Far more Irish people are still emigrating than moving home, despite the substantial rise in the number of returning emigrants last year.
As the Central Statistics Office (CSO) revealed yesterday that the number of people working in Ireland has surpassed two million for the first time since 2008, a separate set of figures – showing a 14.4 per cent increase in immigration – indicates that an improving economy is making Ireland a more attractive place to live again.
For the first time since 2009, more people have moved to Ireland than emigrated. A total of 21,100 Irish people moved back to the Republic from abroad in the year to April this year – a jump of 74 per cent – while 58,200 people of other nationalities also moved here to live, up 1.7 per cent.

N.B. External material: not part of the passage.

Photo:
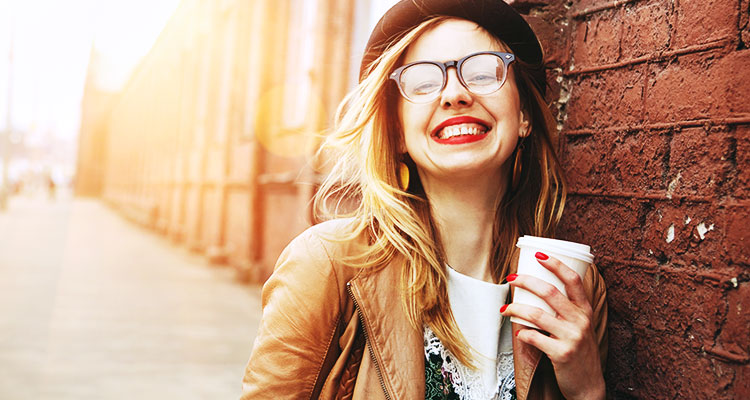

But, the figures indicate that the so-called brain-drain of graduates has come to an end, as the number of people (of all nationalities) moving here with a third-level qualification in the period outweighed those leaving by 6,200. This compares to a net outflow of 13,400 graduates in 2011.
The Migrant Rights Centre of Ireland (MRCI) said the figures show Ireland has an increasing demand for workers from overseas, as the economy improves, but warned of an urgent need for immigration policy reform.
“Thousands of people are living undocumented in this country because our work permit system and labour migration policies failed to respond to demand for workers during the boom years. There are no structures in place to stop that happening again,” said MRCI policy and research officer Pablo Rojas Coppari.